Yeah. I wrote a wall of text that explained in detail what my mother’s comorbidities were, how they interacted with covid, how she died, and why she unambiguously died because she caught covid.
Basically, everyone over a certain age has comorbidities. They have high blood pressure, or diabetes, or heart or kidney disease, or they are overweight, or they sustained damage fighting cancer, or … Most of them aren’t in the act of dying, at least, not any more than any mortal being is. It’s just that if something comes along and upsets their medical equalibrium, they are less likely to survive it.
That doesn’t mean that the covid, or fall, or car accident, or flu didn’t kill them. It just means that if their underlying health had been better, they would have recovered from that thing.
Yes, you did. And FWIW, I deliberately used a generic “patient” in explanation, out of respect for you. I didn’t want to ignore the real life impact of a specific person’s death in my attempt to explain something cold and clinical.
That said, of course I’m very confident that your mom’s doctors accurately assessed the situation, generic situations aside. Very sorry for your loss.
That makes you an outlier or an anomaly, but not much else.
Thanks.
Yes, she had a PCP, a hospice doctor, and a team of hospice nurses, all of whom thought she was dying of covid. She tested positive for covid on an antigen test the day she died. The course of her disease was pretty ordinary for an old lady with covid. The nurses couldn’t predict timing, but they knew what would happen next, based on treating lots of other patients who died of covid.
And i agree with your description. But it is a bit clinical. And there’s a lot of dismissive, “it’s only people who have other stuff” out there. It’s true that at this point, most of the Americans dying of covid DO have other stuff. But the other stuff wasn’t actively killing them, it just made them vulnerable.
There are, of course, also people who die with covid. The kid who bleeds out after an auto accident, and incidentally tested positive for covid is the poster child for that. Many states are distinguishing the “with covid” deaths from the “from covid” deaths these days. And hey, there are still a lot of deathsfrom covid. Thankfully, many fewer than before the vaccines.
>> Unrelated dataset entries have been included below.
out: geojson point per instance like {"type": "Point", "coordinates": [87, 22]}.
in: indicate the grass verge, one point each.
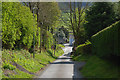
{"type": "Point", "coordinates": [26, 63]}
{"type": "Point", "coordinates": [96, 67]}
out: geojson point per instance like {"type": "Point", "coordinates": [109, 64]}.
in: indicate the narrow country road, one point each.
{"type": "Point", "coordinates": [63, 67]}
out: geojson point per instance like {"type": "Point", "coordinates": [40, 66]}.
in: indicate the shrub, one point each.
{"type": "Point", "coordinates": [9, 66]}
{"type": "Point", "coordinates": [83, 48]}
{"type": "Point", "coordinates": [18, 25]}
{"type": "Point", "coordinates": [105, 42]}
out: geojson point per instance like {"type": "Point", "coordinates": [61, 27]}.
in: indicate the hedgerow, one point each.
{"type": "Point", "coordinates": [18, 25]}
{"type": "Point", "coordinates": [106, 42]}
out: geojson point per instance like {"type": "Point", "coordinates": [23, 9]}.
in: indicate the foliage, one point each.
{"type": "Point", "coordinates": [7, 65]}
{"type": "Point", "coordinates": [77, 19]}
{"type": "Point", "coordinates": [98, 17]}
{"type": "Point", "coordinates": [18, 25]}
{"type": "Point", "coordinates": [96, 67]}
{"type": "Point", "coordinates": [83, 48]}
{"type": "Point", "coordinates": [116, 7]}
{"type": "Point", "coordinates": [24, 58]}
{"type": "Point", "coordinates": [106, 42]}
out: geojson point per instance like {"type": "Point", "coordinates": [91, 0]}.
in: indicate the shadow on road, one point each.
{"type": "Point", "coordinates": [76, 66]}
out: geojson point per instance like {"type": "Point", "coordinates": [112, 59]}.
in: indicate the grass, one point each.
{"type": "Point", "coordinates": [96, 67]}
{"type": "Point", "coordinates": [24, 58]}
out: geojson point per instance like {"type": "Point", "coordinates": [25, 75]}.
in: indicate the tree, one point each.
{"type": "Point", "coordinates": [77, 15]}
{"type": "Point", "coordinates": [18, 25]}
{"type": "Point", "coordinates": [99, 16]}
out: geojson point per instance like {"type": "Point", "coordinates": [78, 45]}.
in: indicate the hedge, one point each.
{"type": "Point", "coordinates": [106, 41]}
{"type": "Point", "coordinates": [83, 48]}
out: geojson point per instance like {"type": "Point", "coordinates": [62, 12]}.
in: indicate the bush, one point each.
{"type": "Point", "coordinates": [9, 66]}
{"type": "Point", "coordinates": [18, 25]}
{"type": "Point", "coordinates": [105, 42]}
{"type": "Point", "coordinates": [83, 48]}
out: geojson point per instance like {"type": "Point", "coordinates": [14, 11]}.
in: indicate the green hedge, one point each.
{"type": "Point", "coordinates": [18, 25]}
{"type": "Point", "coordinates": [83, 48]}
{"type": "Point", "coordinates": [106, 42]}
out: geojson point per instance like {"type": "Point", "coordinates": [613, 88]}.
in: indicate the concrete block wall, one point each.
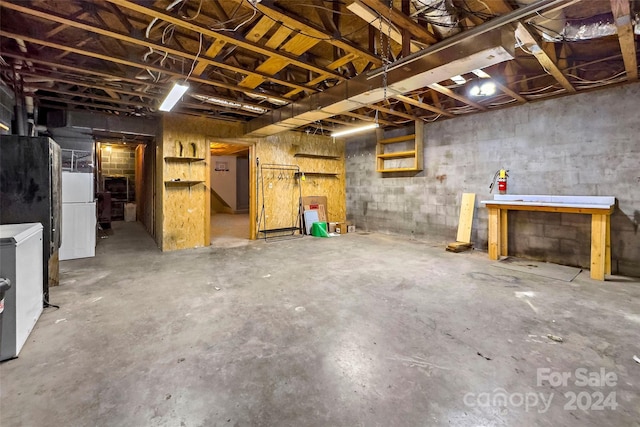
{"type": "Point", "coordinates": [586, 144]}
{"type": "Point", "coordinates": [121, 161]}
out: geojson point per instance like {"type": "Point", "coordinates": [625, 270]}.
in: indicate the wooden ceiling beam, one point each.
{"type": "Point", "coordinates": [421, 105]}
{"type": "Point", "coordinates": [54, 31]}
{"type": "Point", "coordinates": [533, 44]}
{"type": "Point", "coordinates": [83, 104]}
{"type": "Point", "coordinates": [622, 14]}
{"type": "Point", "coordinates": [326, 19]}
{"type": "Point", "coordinates": [91, 27]}
{"type": "Point", "coordinates": [312, 30]}
{"type": "Point", "coordinates": [392, 112]}
{"type": "Point", "coordinates": [366, 118]}
{"type": "Point", "coordinates": [111, 59]}
{"type": "Point", "coordinates": [401, 20]}
{"type": "Point", "coordinates": [90, 96]}
{"type": "Point", "coordinates": [156, 95]}
{"type": "Point", "coordinates": [451, 94]}
{"type": "Point", "coordinates": [163, 15]}
{"type": "Point", "coordinates": [219, 11]}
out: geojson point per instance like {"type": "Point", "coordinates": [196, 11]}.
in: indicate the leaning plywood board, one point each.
{"type": "Point", "coordinates": [464, 224]}
{"type": "Point", "coordinates": [466, 217]}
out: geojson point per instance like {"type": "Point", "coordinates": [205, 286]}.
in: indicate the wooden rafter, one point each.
{"type": "Point", "coordinates": [263, 50]}
{"type": "Point", "coordinates": [312, 30]}
{"type": "Point", "coordinates": [533, 44]}
{"type": "Point", "coordinates": [420, 104]}
{"type": "Point", "coordinates": [91, 27]}
{"type": "Point", "coordinates": [392, 112]}
{"type": "Point", "coordinates": [401, 20]}
{"type": "Point", "coordinates": [451, 94]}
{"type": "Point", "coordinates": [107, 58]}
{"type": "Point", "coordinates": [622, 15]}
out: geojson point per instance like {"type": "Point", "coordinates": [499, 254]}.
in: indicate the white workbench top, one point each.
{"type": "Point", "coordinates": [580, 202]}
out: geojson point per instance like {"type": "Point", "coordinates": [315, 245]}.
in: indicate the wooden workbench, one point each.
{"type": "Point", "coordinates": [599, 207]}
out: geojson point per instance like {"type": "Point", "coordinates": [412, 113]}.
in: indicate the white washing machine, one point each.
{"type": "Point", "coordinates": [21, 263]}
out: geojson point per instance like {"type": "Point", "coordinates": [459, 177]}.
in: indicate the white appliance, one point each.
{"type": "Point", "coordinates": [20, 251]}
{"type": "Point", "coordinates": [78, 216]}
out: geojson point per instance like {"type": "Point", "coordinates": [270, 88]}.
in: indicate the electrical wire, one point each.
{"type": "Point", "coordinates": [193, 64]}
{"type": "Point", "coordinates": [187, 18]}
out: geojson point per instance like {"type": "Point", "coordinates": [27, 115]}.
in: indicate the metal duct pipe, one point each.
{"type": "Point", "coordinates": [440, 14]}
{"type": "Point", "coordinates": [591, 28]}
{"type": "Point", "coordinates": [550, 25]}
{"type": "Point", "coordinates": [21, 117]}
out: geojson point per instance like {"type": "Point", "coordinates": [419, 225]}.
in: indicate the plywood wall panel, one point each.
{"type": "Point", "coordinates": [282, 198]}
{"type": "Point", "coordinates": [186, 210]}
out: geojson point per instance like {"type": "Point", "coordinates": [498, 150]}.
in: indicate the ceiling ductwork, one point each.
{"type": "Point", "coordinates": [430, 66]}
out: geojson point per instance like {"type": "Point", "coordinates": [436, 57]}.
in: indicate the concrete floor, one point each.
{"type": "Point", "coordinates": [229, 230]}
{"type": "Point", "coordinates": [362, 329]}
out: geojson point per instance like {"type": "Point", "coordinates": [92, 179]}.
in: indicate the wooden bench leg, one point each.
{"type": "Point", "coordinates": [494, 233]}
{"type": "Point", "coordinates": [598, 246]}
{"type": "Point", "coordinates": [504, 235]}
{"type": "Point", "coordinates": [607, 254]}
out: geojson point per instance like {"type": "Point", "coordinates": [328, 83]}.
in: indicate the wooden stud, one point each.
{"type": "Point", "coordinates": [531, 42]}
{"type": "Point", "coordinates": [260, 29]}
{"type": "Point", "coordinates": [419, 144]}
{"type": "Point", "coordinates": [623, 19]}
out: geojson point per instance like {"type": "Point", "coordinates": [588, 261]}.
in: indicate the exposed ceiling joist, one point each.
{"type": "Point", "coordinates": [401, 20]}
{"type": "Point", "coordinates": [161, 14]}
{"type": "Point", "coordinates": [533, 44]}
{"type": "Point", "coordinates": [622, 15]}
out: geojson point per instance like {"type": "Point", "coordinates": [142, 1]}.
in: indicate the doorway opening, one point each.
{"type": "Point", "coordinates": [230, 223]}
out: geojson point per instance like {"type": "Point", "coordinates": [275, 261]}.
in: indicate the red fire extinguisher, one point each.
{"type": "Point", "coordinates": [501, 177]}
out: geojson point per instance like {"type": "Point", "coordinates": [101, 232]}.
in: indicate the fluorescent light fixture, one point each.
{"type": "Point", "coordinates": [459, 80]}
{"type": "Point", "coordinates": [176, 93]}
{"type": "Point", "coordinates": [230, 104]}
{"type": "Point", "coordinates": [487, 88]}
{"type": "Point", "coordinates": [351, 131]}
{"type": "Point", "coordinates": [480, 73]}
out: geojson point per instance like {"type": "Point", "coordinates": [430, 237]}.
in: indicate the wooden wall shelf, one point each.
{"type": "Point", "coordinates": [182, 183]}
{"type": "Point", "coordinates": [320, 174]}
{"type": "Point", "coordinates": [183, 159]}
{"type": "Point", "coordinates": [415, 153]}
{"type": "Point", "coordinates": [316, 156]}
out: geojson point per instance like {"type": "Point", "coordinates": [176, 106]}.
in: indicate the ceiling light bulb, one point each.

I suspect that therein lies a tale (which I would be delighted to hear, if only to clear up the confusing image in my mind of you being in the habit of brewing tea in a teakettle, and possibly drinking tea directly from it).
I think maybe Chicago_Faucet was thinking that the word “comorbidities”* means “actual cause of death,” because it has the word “morbid” in it.
I have a small cast iron kettle that came with a fitted tea strainer. Before i bought my electric kettle, i put the cast iron kettle directly on the stove to heat the water. When the water reached the desired temp, i turned off the heat, dropped the sieve full of tea into the kettle, and put the lid on it.
My husband still does this, even though i have moved on to the electric kettle. I now pour hot water from the electric kettle through the tea leaves into the cast iron one, using it as a teapot.
Either way, i pour the brewed tea from the kettle into a mug to drink it, but it holds more than a full mug, so i decant a mug of tea and remove the tea leaves/strainer, then return the lid, and let the remainder of the tea sit in the hot kettle until I’m ready for it. The interior of the kettle is enameled, so the tea doesn’t taste of cast iron.
I think pouring the hot water into a room temperature cast iron pot is cooling the water and making worse tea.
That said, you’ve demonstrated an aptitude for experiment and a willingness to reevaluate your beliefs so don’t take my word for it.
It is good form to warm up the teapot before starting the brewing process. It is not really that hard.
A cast iron pot will need more warming.
From vaccine denial to cast iron teapot warming tips – I love the Dope.
That discussion was when i was boiling the water in the cast iron tea kettle, and using tea that wants to be brewed hot. I’m now using teas that want to be brewed a little cooler. I’m lazy. Rather than pre-heat the kettle, i use water a little hotter than i want to brew it. I’ve played with the temperature and gotten temps that work well to produce tea i like with the equipment i use. That kind of research is pretty easy.
I promise not to question your tea brewing chops again.
Hey, I believe in science. Question away.
If you are getting the tea you want, the rest is dross.
Wake up, tea people!
Might have gone with “teaple”
Considered it, decided that it didn’t work.
I guess it makes sense, since you only use the kettle for tea, and not to boil water for your instant oatmeal or cup o’noodles, or whatever.